I was going to post about portrayals of the Spanish, but lj wasn't loading and I really need to keep up on my Basque lessons, so I went to do one of those first.

This course is starting to get to me. I'm learning a ton and I swear to God I'll finish, but it's not easy when it gives instructions like "Give the English equivalents for the following verbs:" when exactly one of the verbs has appeared in a vocabulary list before--no wait, two, I forgot the one that appeared in the THIRD LESSON and was NEVER USED AGAIN. ALSO, the verb from the vocab list translates in Spanish to "hacer," which, if you know any Spanish, you also know does not exactly have a simple English equivalent! (I guessed "make" since we'd been learning what in Spanish would be "Amaia está haciendo una torta," but the activity wanted "to do.") Next activity: conjugate these verbs! Okay, so it's a periphrastic conjugation and I know how to do the auxiliary verb part, but if Basque verbs have any regular pattern of conjugation we haven't learned it. "Bring," for example, is "ekarri," which OBVIOUSLY is "dakart" in the first person singular-singular present. (It's "dakartzat" if I'm bringing things plural.) What I'm supposed to do is magically know all the participly things (I haven't been taught the proper word for this form) for all these infinitives that I'm supposed to know, perhaps extrapolating from the pairs I do know: egin/egiten, irten/irteten, sartu/sartzen, edan/edaten, jan/jaten, ikusi/ikusten. The pattern seems to be that -n becomes -ten, -u becomes -zen, and -i becomes -ten. After some guesswork, it appears that while -tu becomes -tzen, -du ALSO becomes -tzen, except that after z they become -ten (I guess even Basques don't want to try to pronounce "moztzen"). I couldn't get "ipini" and "idatzi" at all, perhaps because, upon correction, they become "ipintzen" and "idazten." Right. I should have known that -tzi is obviously an orthographic correction for the -zi stem, which then just adds -ten like a good little participly thing, whereas I guess the nasal at the end of ipini's stem is having some sort of effect on the following -t-. (Most other languages encourage -nt- as an internal cluster, but Basque dislikes it for some reason.)
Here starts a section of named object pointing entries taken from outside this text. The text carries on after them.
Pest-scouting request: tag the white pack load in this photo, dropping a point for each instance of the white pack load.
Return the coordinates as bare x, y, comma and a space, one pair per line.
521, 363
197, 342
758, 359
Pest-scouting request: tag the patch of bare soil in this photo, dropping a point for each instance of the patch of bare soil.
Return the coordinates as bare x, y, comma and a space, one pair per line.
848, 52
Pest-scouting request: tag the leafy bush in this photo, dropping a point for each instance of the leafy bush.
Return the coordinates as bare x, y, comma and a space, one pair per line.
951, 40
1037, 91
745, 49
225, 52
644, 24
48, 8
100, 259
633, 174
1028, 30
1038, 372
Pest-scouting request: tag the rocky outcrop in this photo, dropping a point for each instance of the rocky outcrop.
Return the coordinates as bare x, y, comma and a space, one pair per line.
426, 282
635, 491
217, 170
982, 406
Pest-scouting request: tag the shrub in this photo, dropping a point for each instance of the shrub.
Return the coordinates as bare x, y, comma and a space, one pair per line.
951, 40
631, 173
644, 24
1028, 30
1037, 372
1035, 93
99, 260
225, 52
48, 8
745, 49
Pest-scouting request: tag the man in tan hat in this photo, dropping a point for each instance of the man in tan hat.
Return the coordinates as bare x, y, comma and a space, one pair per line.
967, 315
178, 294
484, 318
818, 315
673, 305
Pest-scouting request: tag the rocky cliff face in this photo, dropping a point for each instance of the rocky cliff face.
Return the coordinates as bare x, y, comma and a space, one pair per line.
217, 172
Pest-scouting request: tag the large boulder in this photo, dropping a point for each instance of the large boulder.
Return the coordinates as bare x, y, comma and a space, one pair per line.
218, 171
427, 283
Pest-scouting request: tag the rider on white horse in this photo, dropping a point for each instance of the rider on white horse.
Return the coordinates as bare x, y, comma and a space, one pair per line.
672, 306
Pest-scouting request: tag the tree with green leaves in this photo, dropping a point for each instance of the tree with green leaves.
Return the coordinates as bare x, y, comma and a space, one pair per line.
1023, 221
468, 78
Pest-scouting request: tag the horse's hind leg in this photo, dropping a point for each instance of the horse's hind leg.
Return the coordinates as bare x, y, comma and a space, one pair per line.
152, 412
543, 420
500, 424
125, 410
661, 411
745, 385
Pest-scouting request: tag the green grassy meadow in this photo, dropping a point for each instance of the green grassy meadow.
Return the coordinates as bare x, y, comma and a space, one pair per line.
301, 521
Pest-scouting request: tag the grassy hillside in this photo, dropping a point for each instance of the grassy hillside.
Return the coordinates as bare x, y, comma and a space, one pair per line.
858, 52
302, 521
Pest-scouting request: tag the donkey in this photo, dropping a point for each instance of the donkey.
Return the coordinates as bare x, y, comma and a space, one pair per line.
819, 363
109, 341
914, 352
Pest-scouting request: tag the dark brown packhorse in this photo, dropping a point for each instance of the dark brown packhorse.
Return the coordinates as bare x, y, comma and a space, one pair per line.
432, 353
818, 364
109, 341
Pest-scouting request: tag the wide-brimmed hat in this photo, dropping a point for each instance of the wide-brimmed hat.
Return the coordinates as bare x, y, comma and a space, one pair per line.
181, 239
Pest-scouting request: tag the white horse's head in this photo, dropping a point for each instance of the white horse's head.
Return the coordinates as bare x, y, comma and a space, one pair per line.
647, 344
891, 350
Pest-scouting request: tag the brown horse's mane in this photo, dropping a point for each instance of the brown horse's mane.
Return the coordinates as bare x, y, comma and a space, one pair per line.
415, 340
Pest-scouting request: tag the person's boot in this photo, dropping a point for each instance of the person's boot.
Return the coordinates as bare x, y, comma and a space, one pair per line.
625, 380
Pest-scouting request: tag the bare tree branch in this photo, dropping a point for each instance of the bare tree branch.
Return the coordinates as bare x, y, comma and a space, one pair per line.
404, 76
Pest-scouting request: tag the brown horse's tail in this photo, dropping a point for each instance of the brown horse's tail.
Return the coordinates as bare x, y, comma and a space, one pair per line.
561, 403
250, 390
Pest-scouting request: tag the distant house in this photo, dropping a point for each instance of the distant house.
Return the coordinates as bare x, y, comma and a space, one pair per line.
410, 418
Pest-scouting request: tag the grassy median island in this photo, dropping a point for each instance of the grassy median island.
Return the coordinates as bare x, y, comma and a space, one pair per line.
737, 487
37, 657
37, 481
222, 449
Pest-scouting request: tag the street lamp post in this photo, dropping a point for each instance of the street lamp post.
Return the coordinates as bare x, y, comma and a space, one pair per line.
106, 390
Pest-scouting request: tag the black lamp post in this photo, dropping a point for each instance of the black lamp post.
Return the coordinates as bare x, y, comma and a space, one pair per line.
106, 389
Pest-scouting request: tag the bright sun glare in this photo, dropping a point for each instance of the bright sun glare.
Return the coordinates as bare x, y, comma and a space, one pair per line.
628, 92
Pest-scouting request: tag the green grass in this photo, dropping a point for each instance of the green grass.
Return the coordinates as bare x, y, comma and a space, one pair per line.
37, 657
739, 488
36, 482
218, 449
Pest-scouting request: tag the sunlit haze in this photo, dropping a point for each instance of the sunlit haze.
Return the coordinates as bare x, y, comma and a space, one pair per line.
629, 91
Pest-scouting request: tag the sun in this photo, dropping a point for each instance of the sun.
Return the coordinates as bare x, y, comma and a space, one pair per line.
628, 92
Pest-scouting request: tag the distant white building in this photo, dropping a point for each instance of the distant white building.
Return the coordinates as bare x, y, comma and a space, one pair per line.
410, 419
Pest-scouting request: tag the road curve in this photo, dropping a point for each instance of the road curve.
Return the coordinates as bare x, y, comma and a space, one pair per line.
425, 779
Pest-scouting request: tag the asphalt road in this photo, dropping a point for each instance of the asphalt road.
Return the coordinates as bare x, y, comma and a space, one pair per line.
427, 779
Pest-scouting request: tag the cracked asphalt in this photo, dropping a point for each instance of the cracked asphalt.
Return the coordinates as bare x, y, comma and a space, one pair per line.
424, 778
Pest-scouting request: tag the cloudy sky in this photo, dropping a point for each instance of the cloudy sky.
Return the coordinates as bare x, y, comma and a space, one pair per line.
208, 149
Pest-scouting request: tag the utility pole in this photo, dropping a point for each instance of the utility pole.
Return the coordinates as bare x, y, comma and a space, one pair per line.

I guess part of the appeal is the joy of reasoning and discovering these things for myself. Right?

Edit: I know this is just a Spanish-English translation problem, but it would REALLY HELP if the instructions would tell me when I need to use the (redundant) subjects for my sentences. If I could easily just click over to the Spanish view for a second to see whether I'm supposed to be translating "Estoy en la cocina" or "Yo estoy en la cocina," it would save me a lot of hair-pulling trying to figure out if I've remembered the right word for kitchen. Seriously, it wants "estoy" increasingly often but still usually wants "yo estoy." I seriously, seriously recommend selecting Spanish as your support language if you try to do this thing.